Elektrischer Widerstand: Elektronengerempel wie auf dem Weinachtsmarkt
Autor: Jens Kube, mit Material des MBI
Forscher am Max-Born-Institut in Berlin beobachteten die extrem schnelle Entwicklung des elektrischen Widerstandes in einem Halbleiter, indem sie die Bewegung der Elektronen in Echtzeit verfolgten.
Berlin – Elektrischer Widerstand entsteht dadurch, dass Elektronen sich im Leiter nicht frei bewegen können. Sie stoßen an den Atomen im Festkörper an und werden dadurch in ihrer Fortbewegung behindert. Solche Stöße beginnen bereits nach einer extrem kurzen Zeit nach dem Einschalten der Spannung, nach rund 100 Femtosekunden (10-13 Sekunden, ein Zehntel einer Billionstel Sekunde).
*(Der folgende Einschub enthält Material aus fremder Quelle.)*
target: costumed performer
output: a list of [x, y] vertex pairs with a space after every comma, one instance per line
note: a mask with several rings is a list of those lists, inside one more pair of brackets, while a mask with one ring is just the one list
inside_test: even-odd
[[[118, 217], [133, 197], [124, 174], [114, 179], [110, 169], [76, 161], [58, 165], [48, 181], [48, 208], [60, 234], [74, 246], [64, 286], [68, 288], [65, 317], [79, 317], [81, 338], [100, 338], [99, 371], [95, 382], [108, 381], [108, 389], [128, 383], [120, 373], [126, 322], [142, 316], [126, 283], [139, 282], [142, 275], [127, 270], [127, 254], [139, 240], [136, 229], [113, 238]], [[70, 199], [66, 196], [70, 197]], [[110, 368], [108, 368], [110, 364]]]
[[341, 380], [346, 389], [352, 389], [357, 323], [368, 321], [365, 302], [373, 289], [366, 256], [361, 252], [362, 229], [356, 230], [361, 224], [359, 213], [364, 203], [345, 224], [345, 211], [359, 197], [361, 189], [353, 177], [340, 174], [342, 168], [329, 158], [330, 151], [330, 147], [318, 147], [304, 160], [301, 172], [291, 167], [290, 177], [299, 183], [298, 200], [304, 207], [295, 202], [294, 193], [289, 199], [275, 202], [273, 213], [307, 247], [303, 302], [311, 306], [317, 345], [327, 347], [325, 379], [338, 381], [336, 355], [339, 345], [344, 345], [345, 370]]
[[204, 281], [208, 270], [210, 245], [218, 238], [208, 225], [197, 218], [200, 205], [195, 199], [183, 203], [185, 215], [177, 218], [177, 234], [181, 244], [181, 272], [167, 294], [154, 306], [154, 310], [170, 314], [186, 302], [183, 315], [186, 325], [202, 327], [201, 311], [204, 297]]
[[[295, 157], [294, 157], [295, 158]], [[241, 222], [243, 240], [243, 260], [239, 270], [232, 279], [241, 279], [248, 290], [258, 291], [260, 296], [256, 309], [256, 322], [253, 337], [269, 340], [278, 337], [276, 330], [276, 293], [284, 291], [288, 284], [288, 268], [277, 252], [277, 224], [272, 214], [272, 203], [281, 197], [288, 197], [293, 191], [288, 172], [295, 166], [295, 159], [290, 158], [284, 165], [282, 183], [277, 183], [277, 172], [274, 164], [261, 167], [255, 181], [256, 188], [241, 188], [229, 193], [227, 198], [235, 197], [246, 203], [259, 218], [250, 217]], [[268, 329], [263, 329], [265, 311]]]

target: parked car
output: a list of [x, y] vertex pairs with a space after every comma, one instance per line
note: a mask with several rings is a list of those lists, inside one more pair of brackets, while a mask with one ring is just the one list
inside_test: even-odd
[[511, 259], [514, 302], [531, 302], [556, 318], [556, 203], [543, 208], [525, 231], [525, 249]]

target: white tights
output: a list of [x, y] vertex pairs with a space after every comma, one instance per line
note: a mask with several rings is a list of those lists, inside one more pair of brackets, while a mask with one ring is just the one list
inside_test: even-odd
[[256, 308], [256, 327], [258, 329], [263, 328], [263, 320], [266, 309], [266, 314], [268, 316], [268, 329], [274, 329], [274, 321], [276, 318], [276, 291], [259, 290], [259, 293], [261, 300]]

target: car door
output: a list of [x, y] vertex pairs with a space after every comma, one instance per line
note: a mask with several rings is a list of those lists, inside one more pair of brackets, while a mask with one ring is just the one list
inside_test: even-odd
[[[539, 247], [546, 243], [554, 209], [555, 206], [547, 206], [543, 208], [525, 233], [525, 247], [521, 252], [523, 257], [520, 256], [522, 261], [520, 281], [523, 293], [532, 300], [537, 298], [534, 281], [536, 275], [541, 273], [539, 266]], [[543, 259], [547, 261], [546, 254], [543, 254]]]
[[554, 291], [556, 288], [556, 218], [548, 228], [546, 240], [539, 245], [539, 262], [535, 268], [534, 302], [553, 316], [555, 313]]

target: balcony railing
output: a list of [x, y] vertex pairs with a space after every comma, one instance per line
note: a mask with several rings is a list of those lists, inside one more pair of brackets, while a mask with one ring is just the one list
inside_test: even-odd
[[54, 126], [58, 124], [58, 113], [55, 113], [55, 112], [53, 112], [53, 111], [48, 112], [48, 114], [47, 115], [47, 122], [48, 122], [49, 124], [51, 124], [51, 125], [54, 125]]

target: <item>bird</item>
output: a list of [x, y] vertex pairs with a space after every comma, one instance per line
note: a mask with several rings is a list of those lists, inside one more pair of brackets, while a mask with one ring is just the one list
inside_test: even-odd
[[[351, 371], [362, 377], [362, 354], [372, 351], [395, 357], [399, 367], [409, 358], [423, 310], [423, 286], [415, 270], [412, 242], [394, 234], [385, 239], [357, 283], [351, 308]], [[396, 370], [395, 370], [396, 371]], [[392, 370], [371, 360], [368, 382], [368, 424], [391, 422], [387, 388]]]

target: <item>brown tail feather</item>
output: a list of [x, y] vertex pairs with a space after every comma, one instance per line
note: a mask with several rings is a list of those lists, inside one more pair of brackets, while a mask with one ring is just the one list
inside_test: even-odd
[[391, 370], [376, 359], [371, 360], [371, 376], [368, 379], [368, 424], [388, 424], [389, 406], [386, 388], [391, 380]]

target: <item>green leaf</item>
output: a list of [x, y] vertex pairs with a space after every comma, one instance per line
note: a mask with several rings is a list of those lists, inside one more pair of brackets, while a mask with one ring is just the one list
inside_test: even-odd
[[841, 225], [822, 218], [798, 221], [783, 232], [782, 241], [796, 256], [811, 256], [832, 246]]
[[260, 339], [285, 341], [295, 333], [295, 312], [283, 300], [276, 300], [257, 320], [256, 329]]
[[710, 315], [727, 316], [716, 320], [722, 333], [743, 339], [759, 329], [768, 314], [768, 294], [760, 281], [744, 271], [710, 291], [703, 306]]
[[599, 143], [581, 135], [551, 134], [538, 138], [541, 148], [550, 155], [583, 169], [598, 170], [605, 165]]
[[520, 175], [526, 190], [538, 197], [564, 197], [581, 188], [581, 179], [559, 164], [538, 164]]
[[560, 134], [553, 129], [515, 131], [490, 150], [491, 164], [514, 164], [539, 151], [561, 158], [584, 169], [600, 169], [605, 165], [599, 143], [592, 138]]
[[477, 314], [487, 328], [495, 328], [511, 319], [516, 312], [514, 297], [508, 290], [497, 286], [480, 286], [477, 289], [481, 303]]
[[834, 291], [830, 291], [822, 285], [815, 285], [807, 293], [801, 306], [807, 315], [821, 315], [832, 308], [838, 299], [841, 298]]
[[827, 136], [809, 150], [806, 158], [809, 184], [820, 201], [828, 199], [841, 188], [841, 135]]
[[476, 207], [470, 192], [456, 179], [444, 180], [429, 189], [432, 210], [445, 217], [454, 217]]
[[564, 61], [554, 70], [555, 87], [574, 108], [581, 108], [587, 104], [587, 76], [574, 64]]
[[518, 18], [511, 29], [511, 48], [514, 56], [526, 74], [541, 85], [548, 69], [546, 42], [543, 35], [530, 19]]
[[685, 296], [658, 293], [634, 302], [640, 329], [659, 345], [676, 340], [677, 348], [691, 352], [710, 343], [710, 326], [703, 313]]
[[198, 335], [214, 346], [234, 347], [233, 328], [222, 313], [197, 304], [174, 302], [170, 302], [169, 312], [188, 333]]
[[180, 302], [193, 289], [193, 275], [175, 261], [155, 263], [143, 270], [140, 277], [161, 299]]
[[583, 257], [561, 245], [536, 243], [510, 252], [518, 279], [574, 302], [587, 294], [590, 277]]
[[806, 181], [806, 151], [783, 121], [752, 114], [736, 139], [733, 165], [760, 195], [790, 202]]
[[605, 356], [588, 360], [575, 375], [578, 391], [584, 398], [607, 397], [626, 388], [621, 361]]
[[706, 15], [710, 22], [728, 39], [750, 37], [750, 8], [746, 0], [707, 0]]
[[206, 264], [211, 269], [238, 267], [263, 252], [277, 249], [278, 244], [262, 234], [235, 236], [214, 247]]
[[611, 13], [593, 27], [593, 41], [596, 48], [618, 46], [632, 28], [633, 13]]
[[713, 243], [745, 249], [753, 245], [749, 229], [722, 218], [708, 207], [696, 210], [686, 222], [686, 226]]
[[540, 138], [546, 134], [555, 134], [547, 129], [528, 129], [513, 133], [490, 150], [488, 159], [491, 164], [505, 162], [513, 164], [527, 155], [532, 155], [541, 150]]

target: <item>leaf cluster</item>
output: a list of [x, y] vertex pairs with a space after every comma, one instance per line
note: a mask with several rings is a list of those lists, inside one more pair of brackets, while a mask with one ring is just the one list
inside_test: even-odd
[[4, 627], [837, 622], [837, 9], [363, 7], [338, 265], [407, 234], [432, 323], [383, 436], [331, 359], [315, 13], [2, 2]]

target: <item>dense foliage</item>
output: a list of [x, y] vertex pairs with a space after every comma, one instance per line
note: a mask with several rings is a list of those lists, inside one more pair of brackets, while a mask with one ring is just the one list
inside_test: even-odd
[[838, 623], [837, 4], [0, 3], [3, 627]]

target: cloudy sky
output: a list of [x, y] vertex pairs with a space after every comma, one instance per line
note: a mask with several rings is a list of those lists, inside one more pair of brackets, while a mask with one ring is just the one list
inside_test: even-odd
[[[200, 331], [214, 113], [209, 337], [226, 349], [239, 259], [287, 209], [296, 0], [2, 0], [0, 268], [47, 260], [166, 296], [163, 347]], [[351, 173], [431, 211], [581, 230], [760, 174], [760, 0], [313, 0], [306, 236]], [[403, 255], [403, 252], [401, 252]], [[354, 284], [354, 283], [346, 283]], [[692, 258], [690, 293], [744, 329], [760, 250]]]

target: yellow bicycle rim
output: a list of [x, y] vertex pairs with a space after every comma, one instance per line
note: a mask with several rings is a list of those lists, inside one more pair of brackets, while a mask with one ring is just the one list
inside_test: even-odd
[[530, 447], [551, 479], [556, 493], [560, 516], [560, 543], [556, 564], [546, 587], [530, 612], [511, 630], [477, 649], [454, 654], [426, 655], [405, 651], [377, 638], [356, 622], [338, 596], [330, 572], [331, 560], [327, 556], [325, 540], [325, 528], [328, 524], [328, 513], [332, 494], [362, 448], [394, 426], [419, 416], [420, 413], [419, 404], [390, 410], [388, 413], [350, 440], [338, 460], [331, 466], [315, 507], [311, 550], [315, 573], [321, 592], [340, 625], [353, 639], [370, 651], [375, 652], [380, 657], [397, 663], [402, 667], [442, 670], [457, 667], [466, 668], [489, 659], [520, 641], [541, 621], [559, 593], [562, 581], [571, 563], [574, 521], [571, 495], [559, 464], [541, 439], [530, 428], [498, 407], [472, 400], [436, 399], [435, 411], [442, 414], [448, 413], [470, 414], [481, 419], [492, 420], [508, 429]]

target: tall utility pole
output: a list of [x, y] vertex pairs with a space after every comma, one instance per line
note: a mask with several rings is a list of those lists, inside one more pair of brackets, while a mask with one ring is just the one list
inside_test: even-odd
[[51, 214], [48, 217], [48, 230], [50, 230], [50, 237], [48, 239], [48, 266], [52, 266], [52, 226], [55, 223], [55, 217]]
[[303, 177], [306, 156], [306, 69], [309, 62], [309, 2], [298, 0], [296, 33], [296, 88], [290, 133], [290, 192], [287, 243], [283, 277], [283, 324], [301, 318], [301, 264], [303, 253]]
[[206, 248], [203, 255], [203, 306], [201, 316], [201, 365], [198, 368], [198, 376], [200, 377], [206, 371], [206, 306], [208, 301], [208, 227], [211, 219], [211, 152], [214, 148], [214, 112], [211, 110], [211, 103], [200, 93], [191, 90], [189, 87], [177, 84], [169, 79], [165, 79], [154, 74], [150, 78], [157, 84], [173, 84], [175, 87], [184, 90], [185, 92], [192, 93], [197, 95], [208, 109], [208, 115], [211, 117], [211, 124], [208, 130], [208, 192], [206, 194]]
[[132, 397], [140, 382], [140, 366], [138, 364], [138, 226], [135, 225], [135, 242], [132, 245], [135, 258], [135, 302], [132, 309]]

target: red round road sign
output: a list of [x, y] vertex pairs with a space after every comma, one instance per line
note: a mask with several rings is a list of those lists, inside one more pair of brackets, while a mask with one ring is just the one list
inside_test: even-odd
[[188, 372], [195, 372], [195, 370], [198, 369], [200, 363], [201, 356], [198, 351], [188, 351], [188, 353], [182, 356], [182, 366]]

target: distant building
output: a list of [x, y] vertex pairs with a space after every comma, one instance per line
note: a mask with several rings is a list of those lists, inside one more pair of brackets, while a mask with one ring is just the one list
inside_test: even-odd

Damit ist die Elektronenbewegung im Material wie eine Bewegung durch eine dichte Menschenmenge, nicht wie ein Lauf eine leere Straße entlang. Deshalb ist eine typische Elektronengeschwindigkeit nur 1 Meter pro Stunde, langsamer als eine Schnecke.
Die Stöße im Festkörper geschehen sehr schnell – aber eben nicht unendlich schnell. Das heißt, dass im Moment des Eischaltens eines Stromkreises der Widerstand für einen winzigen Moment etwas geringer ist als etwas später. Das ist genau, was Forscher am Max-Born-Institut in Berlin kürzlich getan haben und worüber sie in der aktuellen Ausgabe der Fachzeitschrift Physical Review Letters berichten. Anstelle eines „normalen“ Stromquelle benutzten die Wissenschaftler Extrem kurze Lichtpulse mit einer Frequenz im Terahertzbereich (1012 Hz, 1 Billion Schwingungen pro Sekunde), um optisch erzeugte freie Elektronen in einem Stück Galliumarsenid zu beschleunigen. Die so beschleunigten Elektronen erzeugen ihrerseits ein weiteres elektrisches Feld. Wenn man dieses Feld mit Femtosekunden-Zeitauflösung misst, kann man daraus genau erkennen, was die Elektronen tun. Die Forscher sahen, dass die Elektronen direkt nach dem Einschalten des elektrischen Feldes ungestört beschleunigt wurden, wohingegen sich der Einfluss der Stöße erst nach etwa 300 Femtosekunden bemerkbar machte.
Diese Experimente ermöglichten es den Forschern festzustellen, welche Art Stöße hauptsächlich für den elektrischen Widerstand verantwortlich ist. Interessanterweise fanden sie heraus, dass die wichtigsten Stoßpartner nicht atomare Schwingungen sind, sondern positiv geladene Teilchen, sogenannte Löcher. Ein Loch oder Defektelektron ist ein leerer Elektronenzustand im Valenzband des Halbleiters; es hat eine positive Ladung und eine etwa 6-mal so große Masse wie das Elektron. Die optische Anregung eines Halbleiters erzeugt gleichzeitig freie Elektronen und Löcher. Diese werden durch den Terahertz Puls, unsere Batterie, in entgegengesetzte Richtungen bewegt. Da die Löcher verglichen mit den Elektronen eine viel größere Masse haben, bewegen sie sich nur langsam, aber sie stehen den Elektronen im Weg, wodurch diese abgebremst werden.
Das so gewonnene Verständnis der Prozesse, die zu einer Abbremsung von Elektronen führen, könnte nach Angaben der Wissenschaftler zukünftig zu effizienterer und schnellerer Elektronik führen und vielleicht zu neuen Tricks, den elektrischen Widerstand zu verringern.